Could the Chinese really be interested in Balfour Beatty?
The Sunday Times story that China Civil Engineering Construction Corporation had made an approach to the UK’s biggest contractor has certainly caused a stir.
Whether it happens or not, the notion certainly has a great deal of plausibility.
Chinese ambitions in UK infrastructure grow week by week, with a number of major investments. On the back of this, the Chinese government is keen to see spin-offs for its construction and manufacturing capability.
So far, Chinese firms have taken tentative steps into Britain and are doing so in joint venture with UK firms to learn about the market, though one Chinese contractor has recently gone it alone in winning a £300m contract with Swansea Tidal Lagoon.

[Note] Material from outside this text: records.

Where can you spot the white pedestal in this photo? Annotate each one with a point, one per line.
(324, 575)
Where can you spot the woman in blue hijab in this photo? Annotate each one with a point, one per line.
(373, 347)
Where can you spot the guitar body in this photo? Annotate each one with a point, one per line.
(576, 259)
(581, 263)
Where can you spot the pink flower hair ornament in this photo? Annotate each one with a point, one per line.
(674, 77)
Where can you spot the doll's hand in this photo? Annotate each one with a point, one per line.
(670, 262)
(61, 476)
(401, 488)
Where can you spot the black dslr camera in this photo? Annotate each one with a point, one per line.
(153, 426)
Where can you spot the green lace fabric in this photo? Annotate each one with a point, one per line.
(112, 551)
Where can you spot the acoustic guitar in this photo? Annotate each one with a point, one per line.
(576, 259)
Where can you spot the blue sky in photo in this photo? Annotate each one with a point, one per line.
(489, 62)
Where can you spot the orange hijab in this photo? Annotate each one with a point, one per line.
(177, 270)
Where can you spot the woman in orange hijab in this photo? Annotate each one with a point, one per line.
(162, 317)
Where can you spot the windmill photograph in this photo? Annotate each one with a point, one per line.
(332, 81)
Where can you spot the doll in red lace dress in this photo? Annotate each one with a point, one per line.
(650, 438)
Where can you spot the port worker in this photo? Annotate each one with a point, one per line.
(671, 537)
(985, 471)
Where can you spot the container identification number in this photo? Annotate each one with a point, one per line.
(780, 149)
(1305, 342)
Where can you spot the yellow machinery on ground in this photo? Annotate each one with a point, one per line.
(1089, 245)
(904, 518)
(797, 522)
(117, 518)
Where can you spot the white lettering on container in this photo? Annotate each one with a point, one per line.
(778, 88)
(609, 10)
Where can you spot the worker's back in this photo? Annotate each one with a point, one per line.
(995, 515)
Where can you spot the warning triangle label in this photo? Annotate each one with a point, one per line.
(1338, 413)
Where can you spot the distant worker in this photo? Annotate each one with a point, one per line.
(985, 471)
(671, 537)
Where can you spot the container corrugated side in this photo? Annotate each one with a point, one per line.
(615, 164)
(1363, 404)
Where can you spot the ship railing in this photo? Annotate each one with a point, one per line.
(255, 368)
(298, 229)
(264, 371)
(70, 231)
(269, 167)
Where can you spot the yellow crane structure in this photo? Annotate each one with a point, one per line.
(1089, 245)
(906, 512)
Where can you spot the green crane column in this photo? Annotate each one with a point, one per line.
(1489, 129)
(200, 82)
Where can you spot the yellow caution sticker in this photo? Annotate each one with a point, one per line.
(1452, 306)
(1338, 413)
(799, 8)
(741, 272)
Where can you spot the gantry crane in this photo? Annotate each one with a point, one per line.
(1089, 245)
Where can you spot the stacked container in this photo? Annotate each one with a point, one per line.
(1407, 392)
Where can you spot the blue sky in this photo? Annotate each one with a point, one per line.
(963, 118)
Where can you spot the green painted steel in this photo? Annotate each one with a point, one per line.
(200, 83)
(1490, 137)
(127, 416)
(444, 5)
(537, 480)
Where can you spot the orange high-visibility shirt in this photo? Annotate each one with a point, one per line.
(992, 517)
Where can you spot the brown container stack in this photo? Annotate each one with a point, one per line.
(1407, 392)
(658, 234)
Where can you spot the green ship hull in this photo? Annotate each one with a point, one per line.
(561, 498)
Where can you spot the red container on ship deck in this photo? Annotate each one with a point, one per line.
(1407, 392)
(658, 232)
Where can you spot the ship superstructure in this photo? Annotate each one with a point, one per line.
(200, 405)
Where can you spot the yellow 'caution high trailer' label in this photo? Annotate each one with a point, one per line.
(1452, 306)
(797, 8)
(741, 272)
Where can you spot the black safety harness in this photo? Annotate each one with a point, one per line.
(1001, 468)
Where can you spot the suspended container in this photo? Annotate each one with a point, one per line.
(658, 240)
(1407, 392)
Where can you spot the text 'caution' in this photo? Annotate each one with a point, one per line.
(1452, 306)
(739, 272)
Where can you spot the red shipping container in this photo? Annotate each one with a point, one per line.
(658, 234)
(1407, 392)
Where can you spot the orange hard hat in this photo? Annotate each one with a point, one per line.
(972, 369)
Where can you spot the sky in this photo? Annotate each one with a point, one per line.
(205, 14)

But what better way to really ramp up ambitions than to buy a British company like Balfour Beatty?
“Chinese ambitions in UK infrastructure grow week by week, with a number of major investments”
The £8bn-turnover firm’s troubles may be deep but its technical expertise and client base still make it an attractive proposition.
Those with longer memories might remember the big push by Japanese contracting giants 20 years ago who made their mark in Britain on the back of inward investment, only to retreat several years later as new factories dried up.
Buying a big UK operation also provides a more obvious way of extending business beyond those projects with Chinese money, providing a solid and sustainable platform to build from in future.
Infrastructure needs open minds
You never have to look far to be reminded how cumbersome and protracted it can be delivering new infrastructure. It’s now looking likely, for example, that ministers will not respond to the Davies Commission on aviation until the end of the year, provoking fears of further prevarication over a new runway for the South-east.
Another long-running saga is the £1.3bn A14 improvement in Cambridgeshire. The project was abandoned after the 2010 election as austerity kicked in.
Highways England has this week retendered work after bids failed on quality concerns over safety proposals. That’s fair enough - and shows the agency means business in terms of safety.
“It’s a shame such a sensible proposal should be lost simply because it was commissioned by Ed Balls”
Nevertheless, it clearly throws up a bit of a challenge to contractors yet to get their minds around these new challenges.
Whatever the merits of the approach being taken, our on-off approach to schemes fuels the reputation that infrastructure in the UK is still too risky.
In an interview with Construction News this week, Sir John Armitt reaffirmed his idea of an infrastructure commission to bring more certainty to the decision-making process and less susceptibility to political vagaries.
With a great deal riding on private investment to fund UK infrastructure, is it time for the government to rethink its long-term approach to planning?
Yes Sir John’s was a Labour-backed idea, but the Conservatives could find a way of adopting it?
It’s a real shame such a rational and sensible proposal should be lost simply because it was commissioned by Ed Balls.